A new DDoS-as-a-Service botnet called “Condi” emerged in May 2023, exploiting a vulnerability in TP-Link Archer AX21 (AX1800) Wi-Fi routers to build an army of bots to carry out attacks.

AX1800 is a popular Linux-based dual-band (2.4GHz + 5GHz) Wi-Fi 6 router with 1.8Gbps bandwidth, mainly used by home, small office, store, cafe , etc.

Condi aims to recruit new devices to create a powerful DDoS (distributed denial of service) botnet that can be hired to launch attacks on websites and services.

Additionally, the threat actors behind Condi sell the source code of the malware, which is an unusually aggressive monetization method intended to result in numerous forks of projects with different functionality.
​

A new Fortinet Report released today explains that Condi is targeting CVE-2023-1389, a high-severity unauthenticated command injection and remote code execution flaw in the router’s web-based management interface API.

ZDI discovered the flaw and reported it to the network equipment vendor in January 2023, with TP-Link releasing a security update in March with version 1.1.4 Build 20230219.

Condi is the second DDoS botnet to target this vulnerability after Mirai exploited it before end of April.

To deal with overlapping attacks, Condi has a mechanism that attempts to kill all processes belonging to known competing botnets. At the same time, he also shuts down older versions of himself.

Since Condi does not have a persistence mechanism to survive between restarts of the device, its authors decided to equip it with a wiper for the following files, which prevents the shutdown or device restart:

• /usr/sbin/reboot
• /usr/bin/reboot
• /usr/sbin/shutdown
• /usr/bin/shutdown
• /usr/sbin/poweroff
• /usr/bin/poweroff
• /usr/sbin/halt
• /usr/bin/halt

To spread to vulnerable TP-Link routers, the malware looks for public IP addresses with open ports 80 or 8080 and sends a hard-coded exploit request to download and execute a remote shell script that infects the new device.

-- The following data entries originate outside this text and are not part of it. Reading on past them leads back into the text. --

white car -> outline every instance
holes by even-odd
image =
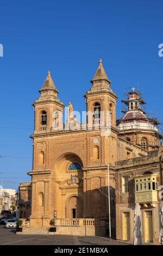
[[[14,218],[9,219],[5,223],[6,228],[16,228],[16,221]]]

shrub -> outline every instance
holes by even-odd
[[[51,220],[50,225],[53,227],[55,225],[55,220],[54,218],[52,218],[52,220]]]
[[[23,221],[22,220],[17,220],[17,227],[21,227]]]

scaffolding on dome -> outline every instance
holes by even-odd
[[[145,117],[143,118],[144,120],[146,120],[147,122],[148,122],[149,125],[150,124],[151,124],[151,128],[153,125],[156,129],[155,130],[154,136],[153,136],[151,141],[148,140],[148,144],[146,145],[146,148],[144,149],[146,149],[148,147],[152,147],[153,150],[155,150],[159,147],[159,143],[158,144],[158,142],[159,141],[161,143],[163,139],[162,124],[159,121],[158,118],[154,117],[153,113],[149,113],[148,112],[147,108],[145,107],[146,102],[143,100],[142,90],[139,89],[139,86],[135,87],[125,88],[124,89],[124,93],[123,94],[122,100],[121,100],[122,103],[121,113],[125,114],[128,111],[129,102],[130,101],[129,98],[130,95],[134,93],[138,96],[137,100],[139,100],[140,103],[140,108],[133,109],[134,117],[131,118],[130,119],[127,119],[128,121],[134,120],[134,125],[133,126],[131,127],[131,130],[132,130],[131,133],[133,133],[133,136],[131,139],[130,140],[130,142],[142,147],[142,145],[140,142],[139,138],[141,130],[140,121],[142,118],[142,117],[141,118],[137,117],[137,115],[136,117],[135,114],[136,111],[137,112],[137,111],[142,112],[145,115]],[[118,123],[121,121],[123,127],[123,129],[121,131],[121,133],[122,135],[123,134],[123,138],[126,139],[126,131],[127,130],[126,126],[128,123],[126,119],[123,119],[122,117],[123,115],[121,115],[120,119],[117,120],[117,123],[118,124]],[[153,129],[151,129],[151,130],[153,131]],[[157,139],[154,139],[154,137],[156,138]]]

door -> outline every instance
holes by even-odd
[[[145,212],[145,242],[153,242],[152,211]]]
[[[73,218],[76,217],[76,209],[72,209],[72,217]]]
[[[83,218],[83,201],[77,196],[68,200],[67,218]]]
[[[129,241],[130,240],[130,213],[122,213],[122,240]]]

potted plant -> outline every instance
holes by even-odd
[[[50,221],[50,225],[52,227],[50,227],[50,232],[56,232],[56,227],[55,226],[55,219],[53,218]]]
[[[22,220],[17,220],[17,226],[16,226],[16,232],[22,232],[23,228],[20,227],[21,227],[23,223],[23,221]]]

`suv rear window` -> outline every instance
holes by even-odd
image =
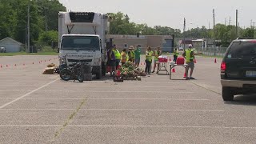
[[[256,42],[234,42],[228,51],[226,58],[252,58],[256,57]]]

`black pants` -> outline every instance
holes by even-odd
[[[151,63],[152,63],[152,62],[150,62],[150,61],[148,61],[148,60],[146,60],[145,62],[146,62],[145,72],[146,72],[146,73],[150,73],[150,67],[151,67]]]
[[[122,66],[124,65],[124,64],[126,64],[126,62],[122,62]]]
[[[178,55],[174,55],[174,62],[176,62],[177,58],[178,58]]]

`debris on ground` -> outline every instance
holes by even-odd
[[[141,76],[146,76],[146,73],[142,69],[136,67],[135,65],[128,62],[120,67],[121,75],[125,80],[138,80],[141,81]]]

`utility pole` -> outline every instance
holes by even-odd
[[[46,31],[48,31],[48,28],[47,28],[47,15],[46,14]]]
[[[214,14],[214,55],[216,55],[216,43],[215,43],[215,10],[213,10]]]
[[[185,50],[185,31],[186,31],[186,18],[184,18],[184,26],[183,26],[183,50]]]
[[[235,27],[236,27],[236,30],[235,30],[235,34],[236,36],[238,37],[238,10],[236,10],[236,13],[235,13]]]
[[[26,50],[26,52],[30,52],[30,3],[29,2],[28,9],[27,9],[27,46],[29,50]]]

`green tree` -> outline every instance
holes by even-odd
[[[56,30],[44,31],[40,34],[38,43],[43,46],[51,46],[52,42],[58,42],[58,34]]]

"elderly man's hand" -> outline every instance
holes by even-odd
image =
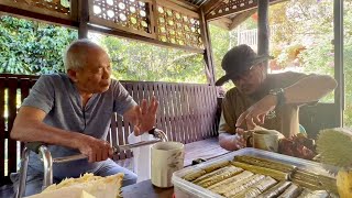
[[[156,110],[158,102],[155,97],[152,98],[152,101],[147,106],[145,99],[142,100],[142,106],[138,108],[136,112],[136,123],[134,125],[134,134],[140,135],[143,132],[146,132],[155,125],[156,122]]]
[[[243,133],[244,133],[244,130],[241,128],[238,128],[235,130],[235,134],[232,136],[233,144],[237,147],[235,150],[241,150],[246,146],[246,141],[243,138]]]
[[[106,161],[113,154],[109,142],[88,135],[77,140],[77,148],[88,157],[90,163]]]
[[[250,127],[255,127],[257,124],[263,124],[265,116],[275,109],[276,107],[276,97],[273,95],[267,95],[262,98],[260,101],[251,106],[245,110],[238,119],[235,125],[240,127],[242,122],[246,122]]]

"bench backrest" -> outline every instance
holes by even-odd
[[[29,95],[37,76],[0,74],[0,185],[9,183],[9,173],[16,170],[23,146],[10,139],[10,131],[22,100]],[[172,141],[190,143],[218,135],[216,88],[208,85],[150,81],[121,81],[133,99],[155,96],[160,102],[156,127]],[[127,143],[130,123],[112,114],[108,140],[113,145]],[[131,151],[116,160],[132,157]]]

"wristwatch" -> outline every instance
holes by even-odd
[[[283,88],[271,89],[270,95],[276,96],[276,107],[282,107],[286,102],[285,91]]]

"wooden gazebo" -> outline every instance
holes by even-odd
[[[155,95],[163,109],[158,113],[157,127],[165,130],[172,140],[191,143],[218,135],[219,106],[208,24],[232,30],[257,11],[257,51],[258,54],[267,54],[268,6],[280,1],[283,0],[1,0],[0,14],[74,28],[78,30],[80,38],[87,37],[88,31],[95,31],[204,54],[207,67],[205,70],[210,73],[207,75],[208,84],[122,81],[136,100]],[[339,15],[341,16],[341,2],[336,0],[336,64],[342,65],[342,25]],[[339,67],[336,77],[340,80],[341,76],[342,69]],[[9,173],[16,169],[18,144],[9,136],[16,114],[14,101],[19,97],[18,91],[22,94],[21,99],[29,94],[35,79],[33,76],[0,75],[0,114],[3,114],[6,101],[9,101],[9,118],[6,120],[0,117],[0,147],[3,151],[6,142],[9,147],[8,164],[4,162],[4,152],[0,153],[1,185],[8,184]],[[316,109],[308,112],[320,114],[324,120],[324,112],[340,112],[343,103],[340,92],[341,86],[336,92],[336,105],[323,105],[322,108],[319,107],[319,112]],[[199,101],[199,98],[202,100]],[[310,117],[304,116],[305,119]],[[341,120],[340,117],[336,118],[324,127],[336,127]],[[310,122],[314,121],[310,119]],[[129,124],[113,116],[111,132],[110,141],[113,144],[124,144],[127,134],[123,133],[130,132]],[[216,154],[219,154],[218,151]],[[125,152],[117,160],[130,157],[131,152]]]

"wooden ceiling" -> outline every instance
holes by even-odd
[[[226,30],[233,30],[256,12],[257,0],[174,0],[193,10],[202,9],[206,20]],[[271,4],[285,0],[270,0]]]

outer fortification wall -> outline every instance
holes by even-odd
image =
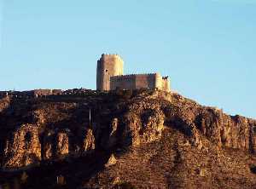
[[[167,87],[169,80],[162,77],[159,73],[152,74],[132,74],[115,76],[110,77],[110,89],[159,89],[170,91]]]
[[[97,90],[110,90],[110,77],[124,74],[124,61],[118,54],[102,54],[97,61]]]

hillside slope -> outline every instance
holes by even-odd
[[[160,91],[7,97],[0,100],[0,185],[253,188],[255,127]]]

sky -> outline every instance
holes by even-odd
[[[256,0],[0,0],[0,90],[96,89],[96,60],[256,118]]]

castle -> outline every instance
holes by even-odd
[[[97,61],[97,90],[158,89],[170,91],[168,77],[160,73],[124,75],[124,61],[118,54],[102,54]]]

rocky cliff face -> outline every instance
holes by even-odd
[[[255,120],[229,116],[177,94],[159,91],[139,91],[128,96],[90,94],[3,99],[0,100],[0,158],[2,169],[19,169],[43,162],[86,158],[96,152],[141,149],[163,141],[170,129],[182,135],[183,140],[177,138],[177,134],[175,137],[172,135],[177,143],[166,144],[163,151],[170,146],[177,153],[181,151],[177,149],[184,146],[196,149],[199,153],[220,153],[222,149],[234,149],[253,157],[255,127]],[[176,156],[182,158],[180,154]],[[168,161],[181,161],[172,158]],[[197,172],[205,175],[204,169]]]

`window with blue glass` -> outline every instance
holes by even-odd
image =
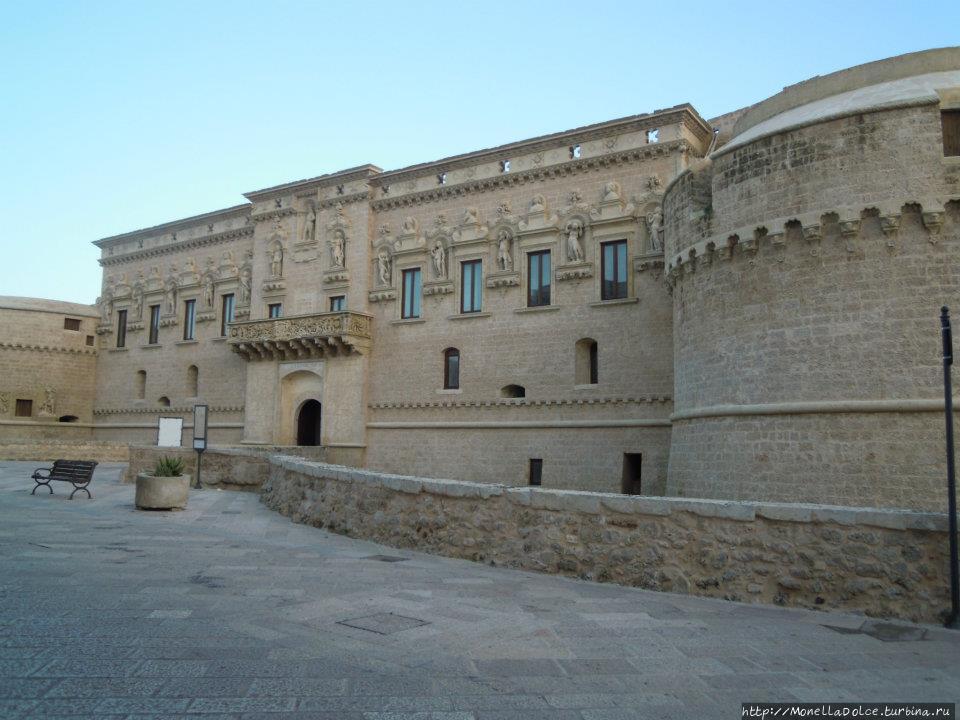
[[[401,317],[420,317],[420,268],[403,271],[403,309]]]
[[[527,307],[550,304],[550,251],[527,255]]]
[[[601,300],[619,300],[627,296],[627,241],[602,243]]]
[[[483,261],[469,260],[460,265],[460,312],[480,312],[483,288]]]

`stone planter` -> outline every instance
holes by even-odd
[[[137,474],[137,495],[134,502],[140,510],[182,510],[190,494],[190,476],[154,477]]]

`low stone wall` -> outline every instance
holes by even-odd
[[[742,602],[935,622],[946,516],[388,475],[272,456],[261,500],[302,522],[478,562]]]
[[[57,441],[37,438],[30,441],[0,440],[0,460],[96,460],[98,463],[127,462],[126,443],[93,440]]]
[[[260,489],[267,480],[270,467],[267,458],[277,452],[294,451],[298,456],[313,459],[326,458],[323,447],[251,446],[211,447],[203,453],[200,467],[201,482],[210,487],[231,490]],[[137,473],[152,470],[162,457],[178,457],[183,460],[184,473],[194,478],[197,472],[197,453],[191,448],[160,448],[156,445],[131,445],[130,464],[124,473],[124,482],[132,483]]]

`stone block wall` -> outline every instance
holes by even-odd
[[[261,499],[399,548],[705,597],[935,622],[943,515],[650,498],[388,475],[270,458]]]

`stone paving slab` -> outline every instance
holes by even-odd
[[[120,465],[97,468],[92,500],[31,496],[40,464],[0,462],[0,718],[686,720],[960,700],[960,636],[939,628],[883,642],[836,629],[855,615],[401,552],[249,493],[139,512]],[[373,620],[340,624],[357,618]]]

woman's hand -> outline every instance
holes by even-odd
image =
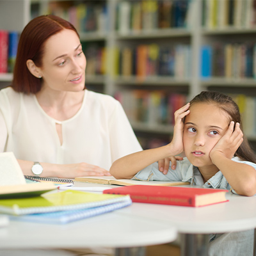
[[[109,172],[96,165],[80,163],[78,164],[59,164],[58,177],[74,179],[82,176],[111,176]]]
[[[159,160],[158,161],[158,170],[163,172],[163,174],[167,174],[169,170],[170,161],[172,162],[172,169],[175,170],[177,166],[177,160],[183,160],[183,157],[181,156],[171,156],[170,157],[166,157],[164,159]]]
[[[215,159],[218,159],[219,154],[231,159],[242,143],[243,134],[240,129],[240,124],[236,124],[235,130],[234,130],[234,122],[232,121],[224,136],[211,150],[210,157],[213,163]]]
[[[187,116],[190,111],[189,108],[190,103],[180,108],[174,113],[175,125],[173,128],[173,137],[172,142],[169,144],[171,147],[171,156],[176,156],[184,151],[183,146],[183,118]]]

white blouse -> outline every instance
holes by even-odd
[[[56,124],[61,124],[60,144]],[[0,91],[0,152],[17,159],[56,164],[81,162],[109,170],[113,161],[141,147],[120,102],[87,90],[82,106],[60,122],[46,114],[34,94]]]

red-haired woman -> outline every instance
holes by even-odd
[[[84,88],[86,66],[70,22],[42,15],[21,33],[12,84],[0,91],[0,152],[13,152],[25,175],[108,175],[141,150],[119,102]]]

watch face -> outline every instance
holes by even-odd
[[[43,168],[40,164],[35,164],[31,168],[32,172],[36,175],[40,175],[43,172]]]

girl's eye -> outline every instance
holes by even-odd
[[[58,66],[63,66],[63,65],[65,64],[65,62],[66,62],[65,61],[62,61],[61,63],[60,63],[60,64],[58,64]]]
[[[188,129],[188,131],[190,132],[195,132],[196,130],[193,127],[189,127]]]
[[[212,134],[212,135],[217,135],[218,134],[219,134],[219,132],[218,132],[217,131],[212,131],[210,132],[210,134]]]
[[[77,54],[77,56],[81,56],[81,55],[82,54],[82,53],[83,53],[83,51],[82,51],[81,52],[79,52],[79,53]]]

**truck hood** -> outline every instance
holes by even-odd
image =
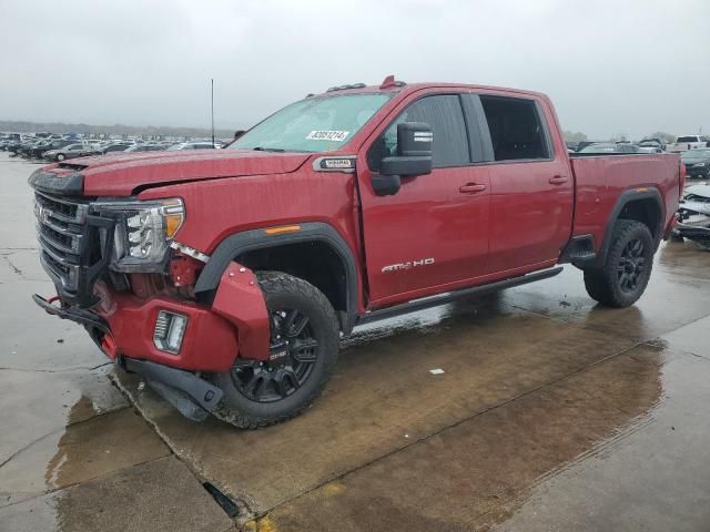
[[[83,176],[87,196],[128,196],[136,188],[172,183],[286,174],[305,163],[310,153],[274,153],[251,150],[195,150],[141,152],[75,158],[42,168],[57,176]]]

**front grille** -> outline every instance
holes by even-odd
[[[34,194],[34,215],[44,269],[68,291],[79,288],[80,254],[84,238],[87,204],[41,193]]]
[[[91,215],[89,203],[34,193],[40,263],[63,300],[88,306],[108,265],[113,221]]]

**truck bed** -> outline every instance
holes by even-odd
[[[576,186],[572,236],[592,235],[596,246],[623,191],[655,187],[667,204],[679,198],[677,154],[570,154],[569,160]],[[672,215],[663,213],[663,227]]]

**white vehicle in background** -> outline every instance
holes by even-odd
[[[668,144],[666,151],[680,153],[688,150],[699,150],[701,147],[710,147],[710,139],[704,135],[684,135],[676,139],[676,142]]]

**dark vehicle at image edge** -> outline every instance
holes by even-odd
[[[688,150],[680,155],[688,177],[710,180],[710,147]]]
[[[389,76],[291,104],[225,150],[38,170],[58,296],[34,300],[189,418],[260,428],[320,395],[358,324],[562,263],[600,304],[633,304],[683,181],[678,155],[570,157],[542,94]]]

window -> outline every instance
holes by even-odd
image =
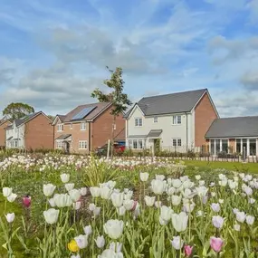
[[[63,124],[58,124],[57,125],[57,131],[62,131],[63,130]]]
[[[182,139],[172,139],[173,146],[182,146]]]
[[[86,130],[86,123],[85,122],[81,123],[81,130]]]
[[[180,125],[182,122],[181,116],[173,116],[172,123],[173,125]]]
[[[87,140],[79,140],[79,149],[87,149]]]
[[[182,146],[182,140],[181,140],[181,139],[177,139],[177,146]]]
[[[249,139],[249,153],[251,156],[256,156],[256,139]]]
[[[56,142],[56,148],[62,148],[62,141],[57,141]]]
[[[228,152],[228,141],[227,139],[222,140],[222,151],[227,153]]]
[[[139,139],[139,140],[138,141],[138,148],[143,148],[142,139]]]
[[[142,119],[137,118],[134,119],[136,127],[142,127]]]

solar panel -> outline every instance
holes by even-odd
[[[73,116],[72,120],[82,119],[95,109],[96,107],[85,108],[82,110],[81,110],[78,114]]]

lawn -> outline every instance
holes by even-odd
[[[179,162],[179,160],[177,160]],[[225,168],[231,171],[248,172],[258,174],[258,163],[242,163],[242,162],[224,162],[224,161],[201,161],[201,160],[184,160],[187,166],[194,166],[202,168]]]
[[[7,201],[11,224],[0,195],[0,257],[256,257],[255,176],[231,172],[232,163],[173,162],[62,155],[0,161],[2,188],[17,195]],[[235,165],[256,172],[256,164]]]

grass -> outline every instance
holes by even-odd
[[[177,162],[179,160],[177,160]],[[258,174],[258,163],[224,162],[224,161],[202,161],[202,160],[184,160],[185,165],[194,166],[201,168],[225,168],[238,172],[248,172]]]

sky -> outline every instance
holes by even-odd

Fortinet mentions that while the samples it analyzed contained a scanner for CVE-2023-1389, it also observed other Condi samples using different flaws to spread, so its authors or operators could experiment on that front. .

Additionally, analysts have found examples that use a shell script with an ADB (Android Debug Bridge) source, potentially indicating that the botnet is spreading through devices with an open ADB port (TCP/5555).

Presumably, this is a direct result of multiple threat actors buying Condi’s source code, adjusting his attacks as they see fit.

As for Condi’s DDoS attack capabilities, the malware supports various TCP and UDP flooding methods similar to those of Mirai.

Older examples also contain HTTP attack methods; however, these appear to have been removed in the latest version of the malware.

Owners of the Archer AX21 AX1800 Dual Band Wi-Fi 6 Router can get the latest firmware update for their device’s hardware version from TP-Link Download Center.

Signs of an infected TP-Link router include device overheating, network disruptions, inexplicable changes to a device’s network settings, and administrator user password resets.